Shimingyi / MotioNet

A deep neural network that directly reconstructs the motion of a 3D human skeleton from monocular video [ToG 2020]
https://rubbly.cn/publications/motioNet/
BSD 2-Clause "Simplified" License
554 stars 82 forks source link

BVH and motion #14

Closed theoldgun closed 3 years ago

theoldgun commented 3 years ago

Greatwork!!

I have some questions to ask, why the predicted neck of the human body keeps leaning back. In addition, there are many ‘Nan’ in the saved bvh, and the feet of the output bvh motion have not been able to contact the ground as well as in the demo video. Is it because there is no IK?

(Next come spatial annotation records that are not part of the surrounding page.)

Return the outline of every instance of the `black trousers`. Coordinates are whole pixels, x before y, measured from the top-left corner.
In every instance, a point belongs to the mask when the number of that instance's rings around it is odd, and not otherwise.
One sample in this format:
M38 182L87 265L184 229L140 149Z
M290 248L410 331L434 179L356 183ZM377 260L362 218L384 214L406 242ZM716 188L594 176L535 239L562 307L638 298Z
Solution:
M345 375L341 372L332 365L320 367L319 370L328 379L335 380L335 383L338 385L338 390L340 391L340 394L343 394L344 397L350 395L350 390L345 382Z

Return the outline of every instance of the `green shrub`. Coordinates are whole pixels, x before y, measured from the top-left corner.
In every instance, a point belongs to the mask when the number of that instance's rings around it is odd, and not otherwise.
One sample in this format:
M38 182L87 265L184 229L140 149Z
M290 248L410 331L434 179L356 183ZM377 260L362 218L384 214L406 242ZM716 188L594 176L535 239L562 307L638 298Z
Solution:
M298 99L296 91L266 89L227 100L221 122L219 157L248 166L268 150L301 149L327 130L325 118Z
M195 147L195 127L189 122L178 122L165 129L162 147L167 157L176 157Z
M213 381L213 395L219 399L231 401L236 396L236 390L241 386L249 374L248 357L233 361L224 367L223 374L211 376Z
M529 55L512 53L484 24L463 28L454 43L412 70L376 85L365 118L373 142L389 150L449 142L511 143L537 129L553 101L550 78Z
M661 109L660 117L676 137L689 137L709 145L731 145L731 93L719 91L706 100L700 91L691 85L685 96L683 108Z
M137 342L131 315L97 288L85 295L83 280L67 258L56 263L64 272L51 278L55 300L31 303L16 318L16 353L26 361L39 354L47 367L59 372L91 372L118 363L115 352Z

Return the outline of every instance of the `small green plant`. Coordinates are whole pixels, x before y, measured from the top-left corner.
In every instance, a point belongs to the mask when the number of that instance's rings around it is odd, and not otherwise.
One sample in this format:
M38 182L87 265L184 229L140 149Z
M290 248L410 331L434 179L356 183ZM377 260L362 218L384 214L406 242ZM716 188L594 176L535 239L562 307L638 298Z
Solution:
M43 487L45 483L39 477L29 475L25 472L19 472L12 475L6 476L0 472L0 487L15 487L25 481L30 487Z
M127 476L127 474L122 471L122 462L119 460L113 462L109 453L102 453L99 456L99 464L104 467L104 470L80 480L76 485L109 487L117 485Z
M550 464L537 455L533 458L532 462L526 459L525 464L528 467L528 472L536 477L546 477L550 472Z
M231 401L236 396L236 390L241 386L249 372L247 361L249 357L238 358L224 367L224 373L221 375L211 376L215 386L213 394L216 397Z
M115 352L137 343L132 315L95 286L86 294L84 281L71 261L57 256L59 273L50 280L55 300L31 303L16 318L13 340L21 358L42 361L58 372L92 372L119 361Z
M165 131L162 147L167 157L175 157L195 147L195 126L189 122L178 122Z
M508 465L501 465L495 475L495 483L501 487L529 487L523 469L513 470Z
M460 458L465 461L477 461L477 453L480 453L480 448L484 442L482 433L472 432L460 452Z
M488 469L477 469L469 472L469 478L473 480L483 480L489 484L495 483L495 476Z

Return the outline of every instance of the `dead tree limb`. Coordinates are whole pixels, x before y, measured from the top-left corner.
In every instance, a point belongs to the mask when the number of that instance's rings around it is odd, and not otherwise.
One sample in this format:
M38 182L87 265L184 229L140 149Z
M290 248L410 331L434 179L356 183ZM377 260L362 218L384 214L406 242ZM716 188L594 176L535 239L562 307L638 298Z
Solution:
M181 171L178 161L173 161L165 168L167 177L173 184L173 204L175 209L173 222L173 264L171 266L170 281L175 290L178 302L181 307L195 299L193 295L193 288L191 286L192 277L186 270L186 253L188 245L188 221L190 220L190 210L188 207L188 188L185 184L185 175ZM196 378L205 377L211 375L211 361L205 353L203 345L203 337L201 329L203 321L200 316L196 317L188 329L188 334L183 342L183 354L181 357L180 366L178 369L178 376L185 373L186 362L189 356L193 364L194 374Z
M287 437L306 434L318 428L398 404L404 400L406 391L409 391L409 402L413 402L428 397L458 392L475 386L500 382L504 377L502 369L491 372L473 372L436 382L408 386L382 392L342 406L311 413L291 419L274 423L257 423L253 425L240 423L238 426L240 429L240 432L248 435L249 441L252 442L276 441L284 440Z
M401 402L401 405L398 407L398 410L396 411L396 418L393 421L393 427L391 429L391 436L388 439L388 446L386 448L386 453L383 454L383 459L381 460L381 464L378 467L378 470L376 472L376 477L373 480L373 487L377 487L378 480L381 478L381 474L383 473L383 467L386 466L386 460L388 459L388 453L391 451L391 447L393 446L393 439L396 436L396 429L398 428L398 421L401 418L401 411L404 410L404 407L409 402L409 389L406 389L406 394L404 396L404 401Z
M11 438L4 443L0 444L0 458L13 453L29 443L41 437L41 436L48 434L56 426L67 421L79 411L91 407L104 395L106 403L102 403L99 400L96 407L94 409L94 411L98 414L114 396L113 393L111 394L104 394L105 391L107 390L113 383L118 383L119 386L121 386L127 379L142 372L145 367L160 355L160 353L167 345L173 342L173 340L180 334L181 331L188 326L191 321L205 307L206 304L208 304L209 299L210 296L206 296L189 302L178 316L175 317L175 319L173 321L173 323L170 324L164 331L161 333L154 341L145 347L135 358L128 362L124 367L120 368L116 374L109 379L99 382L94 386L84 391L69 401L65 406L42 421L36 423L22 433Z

Look forward to your answer

Shimingyi commented 3 years ago

Hello! Thanks for your feedback.

For the neck position, it's based on the ground truth from human3.6m dataset which the neck is always in back. If we train our model on the pure motion capture dataset, it will be more accurate.

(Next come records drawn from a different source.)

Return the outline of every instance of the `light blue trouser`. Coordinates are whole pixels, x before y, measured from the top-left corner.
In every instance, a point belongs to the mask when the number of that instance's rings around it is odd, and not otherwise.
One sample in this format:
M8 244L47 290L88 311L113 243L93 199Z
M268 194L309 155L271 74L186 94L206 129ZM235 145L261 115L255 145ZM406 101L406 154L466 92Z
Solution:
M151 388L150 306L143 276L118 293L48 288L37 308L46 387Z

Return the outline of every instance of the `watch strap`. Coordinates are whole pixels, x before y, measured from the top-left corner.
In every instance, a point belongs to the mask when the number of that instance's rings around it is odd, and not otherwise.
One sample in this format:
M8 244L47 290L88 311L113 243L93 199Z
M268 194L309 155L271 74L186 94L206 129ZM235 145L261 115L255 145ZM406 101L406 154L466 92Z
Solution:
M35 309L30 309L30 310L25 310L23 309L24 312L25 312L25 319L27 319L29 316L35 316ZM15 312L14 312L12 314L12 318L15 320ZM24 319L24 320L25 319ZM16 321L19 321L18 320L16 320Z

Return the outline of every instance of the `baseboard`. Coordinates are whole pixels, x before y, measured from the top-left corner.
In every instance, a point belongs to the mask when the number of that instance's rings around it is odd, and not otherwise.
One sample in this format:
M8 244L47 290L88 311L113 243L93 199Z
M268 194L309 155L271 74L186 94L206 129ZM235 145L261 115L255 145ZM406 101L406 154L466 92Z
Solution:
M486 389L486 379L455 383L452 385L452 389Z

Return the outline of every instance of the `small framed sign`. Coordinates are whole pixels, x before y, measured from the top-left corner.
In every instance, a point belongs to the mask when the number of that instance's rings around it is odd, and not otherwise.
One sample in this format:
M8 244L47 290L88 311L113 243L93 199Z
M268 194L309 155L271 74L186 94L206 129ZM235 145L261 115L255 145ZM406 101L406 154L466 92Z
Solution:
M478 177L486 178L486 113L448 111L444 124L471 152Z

The Nan value is the rotation of end-effector. In our network, we haven't predicted it, because the position will be always same whatever these rotation is, that means it will be ignored when we only apply position loss. So in bvh exporting, these zeros-values will pass a operation which make the sum of square equal to 1, Nan appeared here. I will update it to an elegant format.

Refer to the ground, we apply a foot contact loss to make sure the velocity of foot joint will be zero when 'contacted'. But there is no acknowledge about floor, so we cannot assume any consistency between foot and floor. In addition, the prediction is in camera space(means the global orientation is weird) and we just rotate it manually in demo video, this is another reason.